State of Wonder - Ann Patchett This book gets a solid "meh." I didn't connect with it, never felt that it had anything deeper or meaningful to say about about life, about medicine, about family or children, and then, near the end, one thing made me enraged. I don't know what Ann Patchett was trying to achieve with this book, but I didn't get it. There was the surface layer, and then...?

Incredibly passive biomedical researcher Marina is gently nudged into travelling to Brazil in search of her former teacher, who is there allegedly developing an incredible drug to extend fertility for women indefinitely. Oh, and to look for information on the death of a colleague. Once there, she drifts vaguely into the orbit of her former teacher, Dr. Swenson, and taken along to her hidden camp. There, she...look, I don't know what she does. I mean, I know what happens in the story, but how it affects her? It's all very vague, and we aren't given enough to really know how she changes, other than that initially she finds the life icky and then doesn't.

We don't really know anything about Marina except her passivity, so, wow, is it difficult to give a rat's ass about her.

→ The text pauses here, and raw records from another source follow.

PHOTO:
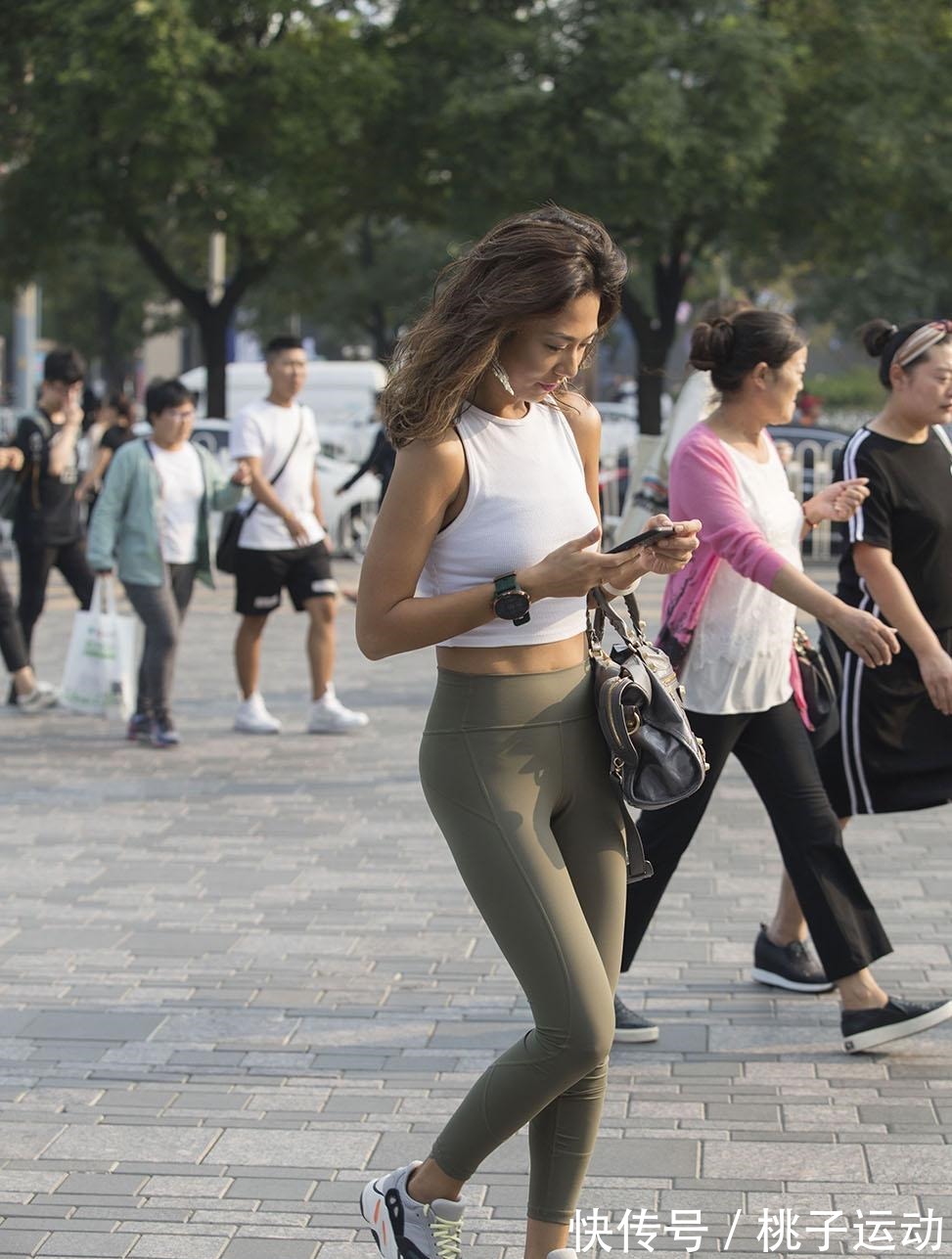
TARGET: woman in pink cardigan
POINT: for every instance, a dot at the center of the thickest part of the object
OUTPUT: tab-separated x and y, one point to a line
728	626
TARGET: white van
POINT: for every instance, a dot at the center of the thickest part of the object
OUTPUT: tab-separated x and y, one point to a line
339	393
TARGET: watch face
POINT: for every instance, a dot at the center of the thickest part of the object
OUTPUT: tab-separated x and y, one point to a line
512	605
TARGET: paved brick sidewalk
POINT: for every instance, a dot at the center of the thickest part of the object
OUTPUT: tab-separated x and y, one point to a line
237	976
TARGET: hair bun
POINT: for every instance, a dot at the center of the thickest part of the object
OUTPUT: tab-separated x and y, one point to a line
876	335
711	343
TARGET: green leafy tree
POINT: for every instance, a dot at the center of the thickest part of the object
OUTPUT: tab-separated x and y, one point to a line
667	116
360	292
162	121
858	188
657	117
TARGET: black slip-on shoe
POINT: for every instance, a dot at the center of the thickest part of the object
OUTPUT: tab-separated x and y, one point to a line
788	966
631	1027
869	1029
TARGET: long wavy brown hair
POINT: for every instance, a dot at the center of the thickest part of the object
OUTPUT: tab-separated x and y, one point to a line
526	266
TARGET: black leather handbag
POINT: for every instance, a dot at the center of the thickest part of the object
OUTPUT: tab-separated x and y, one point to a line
820	675
654	754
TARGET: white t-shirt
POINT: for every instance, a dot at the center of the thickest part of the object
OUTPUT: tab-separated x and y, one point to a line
740	654
266	430
183	488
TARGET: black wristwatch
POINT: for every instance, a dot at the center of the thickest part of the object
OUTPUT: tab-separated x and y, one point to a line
510	601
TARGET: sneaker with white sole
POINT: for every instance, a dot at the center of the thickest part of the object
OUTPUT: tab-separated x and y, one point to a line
42	697
631	1027
864	1030
407	1229
253	716
788	966
328	715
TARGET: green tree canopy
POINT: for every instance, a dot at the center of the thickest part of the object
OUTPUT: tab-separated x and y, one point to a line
163	121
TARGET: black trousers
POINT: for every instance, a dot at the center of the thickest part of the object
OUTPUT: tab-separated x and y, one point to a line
777	755
35	565
12	645
161	609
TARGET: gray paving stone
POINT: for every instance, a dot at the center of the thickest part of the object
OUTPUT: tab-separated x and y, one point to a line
128	1141
97	1245
789	1162
208	979
21	1241
190	1246
261	1248
284	1148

There could be something to be said here about biomedical ethics, about lifestyle, about anything, really. Instead, what seems to be chosen is a very shallow look at very deep issues.

Oh, and then the part that enraged me. Look, if she decides she can't go back to get the child she just left alone with a hostile tribe, and suffers guilt because of that, that would be one thing. But to give it some pseudophilosophical justification about how "people are only allowed to go into hell once" is fucking ridiculous. One, it wasn't hell, it was a traumatic experience. Two, people aren't goddamned limited to one, and then exempted from all future trauma. It's certainly not a a moral justification for inactivity. Not that she needed one.

And then the book ends. And nothing is really changed, Marina may decide to go back to the Amazon camp, but I don't really care. I don't think she cares. She doesn't seem to have changed, or found meaning or purpose, or a backbone. I'm a little perplexed what the author was trying to do here, because I just didn't get it. At all.